The US Conflict Mineral Law
In April 2009, Senator Sam Brownback (R-KS) introduced the Congo Conflict Minerals Act of 2009 (S. 819) to require electronics companies to verify and disclose their sources of cassiterite, wolframite, and tantalum. This legislation died in committee. However, Brownback added similar language as Section 1502 of the Dodd–Frank Wall Street Reform and Consumer Protection Act, which passed Congress and was signed into law by President Barack Obama on July 21, 2010.
The U.S. Securities and Exchange Commission (SEC) issued its proposed, far-reaching draft regulations to implement the Conflict Mineral Law. The regulations were proposed on December 15, 2010 and published in the Federal Register of December 23, 2010 would require U.S. and certain foreign companies to report and make public the use of so-called "conflict minerals" from the Democratic Republic of the Congo or adjoining countries in their products. Comments on this proposal were originally due by January 31, 2011, but SEC extended the public comment period until March 2, 2011. The law itself requires the regulations to be finalized no later than April 15, 2011. According to the SEC website, section 1502 is one of the rules scheduled to be promulgated between January 2012 and June 30, 2012. The latest word from the SEC was a statement in March 2012 by SEC chairwoman Mary Schapiro that the agency hopes to complete the process in "the next couple of months", a statement that would be consistent with the website's target date,
One report concerning the proposal stated the following statistics for the submitted comments:
*Slightly more than 700 comment letters were submitted to SEC on the proposal;
*Approximately 65% of those were form letters or basic letters from the general public supporting the rule's intent;
*The remaining 35% (roughly 270) represent views of businesses, trade/industry associations, the investment/financial community, professional auditing firms, and other relevant governmental entities; and
*Of those 270 comments, an estimated 200 contained substantive and/or technical comments.

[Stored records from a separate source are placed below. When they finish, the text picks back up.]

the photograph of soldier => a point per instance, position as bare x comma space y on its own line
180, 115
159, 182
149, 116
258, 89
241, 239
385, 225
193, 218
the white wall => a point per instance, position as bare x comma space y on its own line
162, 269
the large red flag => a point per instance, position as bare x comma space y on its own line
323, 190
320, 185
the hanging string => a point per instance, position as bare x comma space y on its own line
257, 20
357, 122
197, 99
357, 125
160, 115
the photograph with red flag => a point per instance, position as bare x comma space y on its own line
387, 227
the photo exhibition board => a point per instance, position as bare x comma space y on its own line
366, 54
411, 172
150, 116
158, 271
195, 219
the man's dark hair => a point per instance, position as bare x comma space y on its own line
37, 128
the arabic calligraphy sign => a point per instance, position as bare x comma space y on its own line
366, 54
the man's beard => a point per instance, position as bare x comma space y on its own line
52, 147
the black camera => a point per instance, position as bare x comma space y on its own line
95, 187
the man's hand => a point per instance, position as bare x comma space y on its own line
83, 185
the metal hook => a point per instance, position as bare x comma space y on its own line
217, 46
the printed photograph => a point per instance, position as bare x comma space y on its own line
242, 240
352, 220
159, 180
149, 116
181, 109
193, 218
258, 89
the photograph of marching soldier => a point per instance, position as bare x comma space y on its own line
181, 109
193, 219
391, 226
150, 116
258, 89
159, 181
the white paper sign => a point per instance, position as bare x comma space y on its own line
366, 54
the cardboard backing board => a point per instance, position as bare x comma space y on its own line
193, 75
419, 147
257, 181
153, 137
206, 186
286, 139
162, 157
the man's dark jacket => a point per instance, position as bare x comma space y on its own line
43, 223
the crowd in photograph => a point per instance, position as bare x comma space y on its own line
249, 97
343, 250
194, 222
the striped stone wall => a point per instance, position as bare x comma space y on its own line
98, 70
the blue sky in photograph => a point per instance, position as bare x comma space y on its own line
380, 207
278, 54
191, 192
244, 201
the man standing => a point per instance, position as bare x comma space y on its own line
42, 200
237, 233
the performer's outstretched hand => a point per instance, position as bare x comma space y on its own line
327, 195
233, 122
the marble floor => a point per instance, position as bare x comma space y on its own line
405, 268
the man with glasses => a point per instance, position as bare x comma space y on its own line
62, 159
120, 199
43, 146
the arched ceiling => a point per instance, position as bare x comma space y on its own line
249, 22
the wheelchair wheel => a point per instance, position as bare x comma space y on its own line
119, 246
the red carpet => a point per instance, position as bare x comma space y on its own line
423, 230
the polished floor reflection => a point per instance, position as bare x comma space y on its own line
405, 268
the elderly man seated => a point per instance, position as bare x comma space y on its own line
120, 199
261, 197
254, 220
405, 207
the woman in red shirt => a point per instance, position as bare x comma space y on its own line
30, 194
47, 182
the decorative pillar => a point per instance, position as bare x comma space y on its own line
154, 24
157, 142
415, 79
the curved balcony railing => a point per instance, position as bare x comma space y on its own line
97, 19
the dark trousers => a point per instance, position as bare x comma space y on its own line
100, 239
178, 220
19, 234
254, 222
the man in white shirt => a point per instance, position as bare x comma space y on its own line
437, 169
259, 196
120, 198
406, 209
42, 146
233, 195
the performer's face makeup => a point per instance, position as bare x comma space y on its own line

That report also contains what it calls a "preview of the final SEC regulations" synthesized from their detailed research and analysis of a large body of documents, reports and other information on the law, proposed regulation and the current budget/political setting facing the SEC in the current administration.
The comments on the proposal can be reviewed by the public.
Media reports published at the end of March/beginning of April 2011 appeared to indicate that the SEC rules were published and in place on April 1, However, these reports actually were referring to the Electronic Industry Citizenship Coalition (EICC) and their industry association program they developed for their membership. Those reports erroneously used the words "regulations" and "rules" to refer to the EICC program.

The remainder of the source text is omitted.